Le déficit élevé aux États-Unis a tiré vers le haut la croissance qui a atteint 2,5 % en 2023. Celle de la France a été de 0,9 %, supérieure à la moyenne de la zone euro (+0,5 %). En France, comme aux États-Unis, la croissance a été soutenue par les dépenses publiques. Les deux pays se caractérisent, notamment par leur politique économique de nature keynésienne, par leur important déficit commercial ainsi que par un déficit de la balance des paiements. Ce dernier est financé grâce à l’apport de capitaux extérieurs. Ces entrées de capitaux de non-résidents aux États-Unis et en France excluent le déclenchement d’une crise de balance des paiements. Les entrées de capitaux des deux pays représentent en moyenne 4 % du PIB ces dix dernières années.

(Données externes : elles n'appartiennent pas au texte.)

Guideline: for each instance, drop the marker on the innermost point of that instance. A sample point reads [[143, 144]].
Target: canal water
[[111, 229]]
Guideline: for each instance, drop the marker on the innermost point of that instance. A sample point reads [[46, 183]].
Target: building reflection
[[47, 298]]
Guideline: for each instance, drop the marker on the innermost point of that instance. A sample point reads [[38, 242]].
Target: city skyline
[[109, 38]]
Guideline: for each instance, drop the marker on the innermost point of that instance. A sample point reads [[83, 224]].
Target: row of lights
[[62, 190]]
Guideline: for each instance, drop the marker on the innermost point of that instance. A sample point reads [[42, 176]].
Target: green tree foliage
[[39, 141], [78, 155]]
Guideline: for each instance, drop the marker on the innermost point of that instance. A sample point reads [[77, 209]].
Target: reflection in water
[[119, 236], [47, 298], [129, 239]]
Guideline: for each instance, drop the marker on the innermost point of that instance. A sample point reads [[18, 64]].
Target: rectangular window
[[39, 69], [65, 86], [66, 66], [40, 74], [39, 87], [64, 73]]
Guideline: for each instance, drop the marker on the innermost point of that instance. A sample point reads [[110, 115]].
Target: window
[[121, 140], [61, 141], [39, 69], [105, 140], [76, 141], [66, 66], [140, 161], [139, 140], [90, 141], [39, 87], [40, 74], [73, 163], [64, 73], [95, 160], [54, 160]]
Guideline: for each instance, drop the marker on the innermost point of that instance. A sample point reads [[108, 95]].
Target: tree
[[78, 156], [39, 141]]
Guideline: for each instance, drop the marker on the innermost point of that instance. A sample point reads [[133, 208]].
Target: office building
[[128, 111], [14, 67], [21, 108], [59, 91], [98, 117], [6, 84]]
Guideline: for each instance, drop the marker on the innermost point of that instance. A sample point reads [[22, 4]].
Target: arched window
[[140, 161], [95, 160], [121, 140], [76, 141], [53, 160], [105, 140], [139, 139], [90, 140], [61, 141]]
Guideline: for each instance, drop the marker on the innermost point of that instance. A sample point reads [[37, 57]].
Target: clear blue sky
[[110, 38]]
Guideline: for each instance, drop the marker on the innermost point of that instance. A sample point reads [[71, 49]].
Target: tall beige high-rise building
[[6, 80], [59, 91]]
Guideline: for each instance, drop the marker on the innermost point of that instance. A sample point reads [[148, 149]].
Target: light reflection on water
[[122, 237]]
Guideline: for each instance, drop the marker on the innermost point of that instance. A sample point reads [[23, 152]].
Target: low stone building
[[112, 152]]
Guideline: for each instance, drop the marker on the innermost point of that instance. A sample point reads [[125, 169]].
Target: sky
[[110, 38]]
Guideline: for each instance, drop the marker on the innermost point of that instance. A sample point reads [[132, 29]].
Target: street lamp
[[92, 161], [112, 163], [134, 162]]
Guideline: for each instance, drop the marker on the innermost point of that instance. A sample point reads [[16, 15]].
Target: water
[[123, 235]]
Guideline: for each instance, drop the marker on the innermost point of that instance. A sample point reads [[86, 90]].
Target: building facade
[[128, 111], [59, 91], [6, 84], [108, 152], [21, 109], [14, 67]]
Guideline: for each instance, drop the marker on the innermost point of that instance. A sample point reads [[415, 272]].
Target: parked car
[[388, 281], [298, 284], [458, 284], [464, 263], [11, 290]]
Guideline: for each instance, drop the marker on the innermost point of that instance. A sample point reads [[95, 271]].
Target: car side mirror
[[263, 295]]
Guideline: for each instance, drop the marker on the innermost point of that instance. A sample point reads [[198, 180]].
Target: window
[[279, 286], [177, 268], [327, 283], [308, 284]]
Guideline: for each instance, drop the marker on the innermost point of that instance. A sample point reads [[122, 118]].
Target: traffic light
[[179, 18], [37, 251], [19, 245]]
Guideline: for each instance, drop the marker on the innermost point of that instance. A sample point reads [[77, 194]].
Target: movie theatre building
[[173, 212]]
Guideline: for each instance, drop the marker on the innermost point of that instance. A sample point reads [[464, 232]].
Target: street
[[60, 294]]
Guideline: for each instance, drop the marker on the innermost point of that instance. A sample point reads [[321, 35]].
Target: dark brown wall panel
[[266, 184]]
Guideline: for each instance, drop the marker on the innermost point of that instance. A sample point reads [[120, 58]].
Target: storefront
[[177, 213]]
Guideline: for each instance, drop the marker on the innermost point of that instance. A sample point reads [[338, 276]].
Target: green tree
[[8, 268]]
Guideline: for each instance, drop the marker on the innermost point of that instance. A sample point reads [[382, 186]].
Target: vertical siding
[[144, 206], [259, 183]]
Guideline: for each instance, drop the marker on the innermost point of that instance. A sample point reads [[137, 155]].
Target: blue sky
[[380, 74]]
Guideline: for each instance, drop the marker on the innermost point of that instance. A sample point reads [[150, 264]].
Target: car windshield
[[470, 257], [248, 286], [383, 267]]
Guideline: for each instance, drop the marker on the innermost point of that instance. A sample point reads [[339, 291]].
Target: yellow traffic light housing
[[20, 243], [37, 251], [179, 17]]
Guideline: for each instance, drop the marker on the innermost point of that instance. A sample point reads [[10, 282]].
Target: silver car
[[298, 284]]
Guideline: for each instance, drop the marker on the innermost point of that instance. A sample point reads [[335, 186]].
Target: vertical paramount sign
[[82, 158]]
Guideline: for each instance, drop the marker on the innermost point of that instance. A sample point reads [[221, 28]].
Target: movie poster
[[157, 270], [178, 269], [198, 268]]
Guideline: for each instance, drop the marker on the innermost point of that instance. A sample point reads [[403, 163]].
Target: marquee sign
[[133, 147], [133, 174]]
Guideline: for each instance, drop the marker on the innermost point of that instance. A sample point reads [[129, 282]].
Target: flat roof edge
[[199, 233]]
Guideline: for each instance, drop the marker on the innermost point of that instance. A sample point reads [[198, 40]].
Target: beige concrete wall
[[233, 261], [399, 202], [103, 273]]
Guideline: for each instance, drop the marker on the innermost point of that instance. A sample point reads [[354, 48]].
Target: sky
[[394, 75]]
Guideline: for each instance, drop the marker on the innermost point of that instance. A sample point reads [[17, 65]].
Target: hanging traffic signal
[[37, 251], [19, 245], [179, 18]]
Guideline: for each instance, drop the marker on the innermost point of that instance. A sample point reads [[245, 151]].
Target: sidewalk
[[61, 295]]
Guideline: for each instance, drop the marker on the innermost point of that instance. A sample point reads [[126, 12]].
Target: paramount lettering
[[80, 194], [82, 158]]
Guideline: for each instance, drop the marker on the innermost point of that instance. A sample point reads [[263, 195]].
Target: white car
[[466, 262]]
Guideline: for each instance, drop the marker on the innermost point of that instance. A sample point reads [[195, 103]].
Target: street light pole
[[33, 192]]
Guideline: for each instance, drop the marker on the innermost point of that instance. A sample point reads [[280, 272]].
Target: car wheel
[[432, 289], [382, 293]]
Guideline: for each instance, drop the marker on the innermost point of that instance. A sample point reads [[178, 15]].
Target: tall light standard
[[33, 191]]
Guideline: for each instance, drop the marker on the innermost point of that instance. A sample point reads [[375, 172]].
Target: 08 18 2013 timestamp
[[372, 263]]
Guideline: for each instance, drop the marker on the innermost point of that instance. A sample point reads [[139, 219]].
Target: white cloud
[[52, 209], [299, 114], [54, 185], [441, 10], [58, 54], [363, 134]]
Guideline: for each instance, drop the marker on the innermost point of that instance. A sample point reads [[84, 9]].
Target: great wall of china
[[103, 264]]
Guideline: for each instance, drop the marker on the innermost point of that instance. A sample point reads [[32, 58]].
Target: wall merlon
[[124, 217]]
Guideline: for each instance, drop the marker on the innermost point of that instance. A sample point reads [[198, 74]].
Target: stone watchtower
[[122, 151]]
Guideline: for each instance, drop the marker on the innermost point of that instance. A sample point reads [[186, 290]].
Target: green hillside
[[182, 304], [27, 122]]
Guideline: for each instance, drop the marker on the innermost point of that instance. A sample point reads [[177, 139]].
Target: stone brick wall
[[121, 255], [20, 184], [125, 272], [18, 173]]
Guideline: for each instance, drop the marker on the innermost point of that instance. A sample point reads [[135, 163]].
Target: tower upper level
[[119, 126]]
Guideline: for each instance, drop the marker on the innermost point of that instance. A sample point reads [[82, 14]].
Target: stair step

Si des similitudes existent entre les États-Unis et la France concernant leur déficit, des différences importantes sont néanmoins à souligner. Le déficit américain est la conséquence de la réforme fiscale engagée par Donald Trump en 2017 qui s’est traduite par une diminution des taux d’imposition pour les ménages et les entreprises. Il est également provoqué par les mesures de soutien à l’investissement dans le cadre de la transition écologique (Inflation Reduction Act et Chips Act). Enfin, la hausse des taux d’intérêt a accru le service de la dette de l’État fédéral. Ces intérêts représentent 4 % du PIB en 2023, contre 3,5 % en 2020. Le déficit français résulte avant tout de la faiblesse de la croissance et du taux d’emploi. Le service de la dette a légèrement progressé ces deux dernières années mais reste faible : 1,7 % du PIB en 2023 contre 2,7 % en 2010. La croissance française avoisine en moyenne, a peine 1 % sur longue période. Elle est deux fois inférieure à celle des États-Unis. Le rôle des transferts publics aux ménages différencie les deux pays. En France, ces derniers pèsent 30 % du PIB, contre moins du quart aux États-Unis. Le déficit en France est en grande partie imputable aux dépenses de fonctionnement quand pour les seconds il est lié à celles d’investissement. Les États-Unis consacrent une part plus importante de leur budget à la recherche que la France. Par ailleurs, celle-ci est confrontée à une baisse de la productivité qui handicape sa croissance potentielle. De 2010 à 2023, la productivité par tête s’est accrue de 22 % aux États-Unis, contre 3 % en France. Chez cette dernière, elle a baissé de plus de 5 % entre 2019 et 2023.

La France est, avec l’Italie, le seul pays membre de l’Union européenne à avoir un déficit public supérieur à 5 % du PIB. Il est également un des rares pays de l’Union européenne à avoir enregistré une détérioration de ses comptes publics l’année dernière. À la différence des États-Unis, la France ne peut pas compter sur la croissance pour réduire son déficit. Tant que les capitaux étrangers accepteront d’investir en France, la situation est tenable mais elle pourrait rapidement se compliquer en cas de retournement des investisseurs.